14/09/2020 às 08h53 • atualizado em 14/09/2020 às 08h54

Coluna de Francisco Cartaxo

A voz da rua me despertou. Voz de bêbado, evidenciada no vai e volta da lua na canção, tal qual o amor distante a esmaecer e renascer no brilho do astro, cúmplice de uma paixão inapagável. Lua bonita se tu não fosse casada eu preparava uma escada pra ir no céu de beijar… E se colasse teu frio com meu calor pedir a Nosso Senhor para contigo casar… Pra que casaste com um homem tão sisudo, que come, dorme e faz tudo dentro do teu coração. Não, ele não cantava essa música do patrono da ACAL, Zé do Norte, ingênua e romântica. Cantava outra, inventada na hora. Escuto, deitado na rede, enquanto imagino que o boêmio caminha em ziguezague no leito do riacho Cajazeiras.

Isso faz décadas.

Agora, levanto a vista da tela do computador, com dificuldade de continuar o mergulho no século XIX, cercado de figuras de nossa história, com as quais tenho convivido há um bom tempo. Na varanda, afasto os fantasmas. A lua espalha seu véu na madrugada recifense, dourando a quietude da noite. Respiro que nem aluno de ioga, encho de ar os pulmões e solto devagar. Nisso passa um notívago. Meu bairro é pródigo em bares e botecos.

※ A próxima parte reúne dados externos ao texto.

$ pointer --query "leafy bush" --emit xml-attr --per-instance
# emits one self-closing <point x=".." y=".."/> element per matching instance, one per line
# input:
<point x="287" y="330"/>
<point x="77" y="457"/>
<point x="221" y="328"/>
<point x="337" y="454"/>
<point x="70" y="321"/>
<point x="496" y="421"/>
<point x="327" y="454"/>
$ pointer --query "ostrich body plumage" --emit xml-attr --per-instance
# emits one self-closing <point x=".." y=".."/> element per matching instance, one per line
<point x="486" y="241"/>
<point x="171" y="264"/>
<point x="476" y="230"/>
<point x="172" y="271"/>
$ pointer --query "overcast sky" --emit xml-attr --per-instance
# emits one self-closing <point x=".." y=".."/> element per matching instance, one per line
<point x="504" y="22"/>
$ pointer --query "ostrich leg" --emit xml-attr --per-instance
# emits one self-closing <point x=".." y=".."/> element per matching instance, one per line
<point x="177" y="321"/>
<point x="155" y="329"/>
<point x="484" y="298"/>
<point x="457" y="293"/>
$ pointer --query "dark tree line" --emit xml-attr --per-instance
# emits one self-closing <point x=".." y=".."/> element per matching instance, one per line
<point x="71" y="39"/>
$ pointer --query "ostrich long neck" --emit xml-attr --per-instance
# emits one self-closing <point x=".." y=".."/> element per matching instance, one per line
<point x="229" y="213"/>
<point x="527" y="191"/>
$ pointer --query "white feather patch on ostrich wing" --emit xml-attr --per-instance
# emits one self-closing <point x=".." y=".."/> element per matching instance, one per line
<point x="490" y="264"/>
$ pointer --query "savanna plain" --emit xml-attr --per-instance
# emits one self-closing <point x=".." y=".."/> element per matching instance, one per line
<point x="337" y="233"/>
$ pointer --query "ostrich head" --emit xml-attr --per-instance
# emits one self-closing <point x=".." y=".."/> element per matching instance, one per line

– Vá a puta que pariu, caralho!

O grito forte desafogou o peito do solitário passante, a espalhar na rua vazia a angústia presa na alma. Por mais que apurasse os ouvidos, só percebi murmúrios, oscilando feito a brisa suave a festejar-se nas palhas das palmeiras imperiais do prédio vizinho. Acompanhei com os olhos, cá de cima, os inseguros passos do estranho, até perdê-lo de vista.

A quietude voltou.

Retorno à tela. Com dificuldade tento me concentrar na escrita, aquele grito dolorido da alma ainda faz eco. O silêncio da madrugada, porém, me ajuda. Pouco a pouco vou retomando o ritmo de trabalho, o suave e continuo rumor da ponta dos dedos no teclado indica que supero a desatenção. Os personagens da história de Cajazeiras voltam a minha mente e tudo começa a entrar no eixo da normalidade. Sigo em frente. Ora, não me impus prazo para concluir o livro, isso me faz suspirar, em jeito de alívio.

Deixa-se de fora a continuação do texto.